Business

Market turmoil hits pension incomes 'by £1,300'

Pension file
Image caption Finances have been hit as a result of the continuing market turmoil

People with defined contribution pension schemes have lost an average £1,300 in likely retirement income in the last six months, a firm has said.

The actuaries Alexander Forbes, who calculated the figures, blamed the drop on falling share values and lower annuity rates.

Between the start of March and the start of September the FTSE 100 share index fell by 9% to 5,418.

Since then it has dropped another 4% to 5,066 as of last Friday.

"The last six months of 2011 have been dire for defined contribution pension savers," said Alan Carey of Alexander Forbes.

"A combination of falling growth asset values, reduced bond yields and ever increasing longevity have combined to further reduce the value of workers' pension savings."

Alexander Forbes took into account not only those about to retire, but also the effect of the recent financial turmoil on the prospects for much younger investors who have many years to go before being able to convert their savings into an annual pension.

The firm said the average defined contribution saver would be aged 41.5 years old, putting aside between 8% and 12% of their salary including their employers' contributions, and earning a rate of return on their investments of 1.5% above inflation.

Less money

Annuity broker Billy Burrows pointed out that falling bond yields have sharply undermined annuity rates - the annual income someone can expect to buy with their pot of pension savings.
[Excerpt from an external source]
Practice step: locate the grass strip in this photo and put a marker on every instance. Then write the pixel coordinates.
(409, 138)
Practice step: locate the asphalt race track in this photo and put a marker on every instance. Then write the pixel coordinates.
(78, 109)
"Annuity rates seem have to have bottomed out but as the benchmark 15-year gilt yield has fallen a massive 90 basis points from 3.75% on 22 July 2011 to 2.85% today further cuts are not out of the question," he said.

Last week Hargreaves Lansdown calculated that the combined effect of falling annuity rates was that a 65-year old man with a £100,000 pension pot would find it bought £926 less in annual retirement income than at the start of the year.

'Staggered'

Retired engineer Trevor Roberts, from Hertfordshire, had a pension pot worth £78,500 in August.
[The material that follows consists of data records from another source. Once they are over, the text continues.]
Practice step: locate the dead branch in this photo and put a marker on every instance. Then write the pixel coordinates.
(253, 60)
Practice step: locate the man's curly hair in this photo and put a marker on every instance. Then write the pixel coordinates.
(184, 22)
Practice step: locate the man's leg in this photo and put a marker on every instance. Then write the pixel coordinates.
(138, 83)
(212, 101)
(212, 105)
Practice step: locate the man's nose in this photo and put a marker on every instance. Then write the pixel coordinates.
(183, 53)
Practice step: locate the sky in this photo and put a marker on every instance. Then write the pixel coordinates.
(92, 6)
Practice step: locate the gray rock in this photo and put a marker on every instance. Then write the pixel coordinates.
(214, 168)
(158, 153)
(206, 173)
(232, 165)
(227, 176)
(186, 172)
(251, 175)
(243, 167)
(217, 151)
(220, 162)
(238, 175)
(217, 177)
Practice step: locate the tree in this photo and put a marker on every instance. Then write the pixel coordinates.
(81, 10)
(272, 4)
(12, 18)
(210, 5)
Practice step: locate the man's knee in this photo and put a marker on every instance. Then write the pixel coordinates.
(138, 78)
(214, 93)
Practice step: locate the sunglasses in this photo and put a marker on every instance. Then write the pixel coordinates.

But despite being invested in a spread of investments he has been badly hit by the downturn in share values.

"I was staggered by what the drop in the FTSE has done to my pension pot," he said.

He said his pension pot of £78,000 at the start of May had fallen by nearly £11,000 since then.

He said he was just about to buy an annuity when the stock market took a huge dive in just three days and had now decided to bide his time.

"We are hanging on at the moment. I am not particularly happy," he said.

Shopping around

Separately, the Association of British Insurers (ABI) announced steps to encourage people to shop around for an annuity, rather than just the accept the deal on offer from the firm with which they have been investing.

The ABI said a new code of conduct for its members would stop them sending annuity application forms to customers who were saving in their pension policies.

"This will stop consumers from automatically rolling over their pension savings to an annuity with their current provider," the ABI said.

"The new code will also ensure that customers receive all the information they need to shop around in one easily accessible place," it added.

The ABI said about a third of retirees do not shop around for an annuity with their pension pot, thus depriving themselves of a potentially higher income in retirement.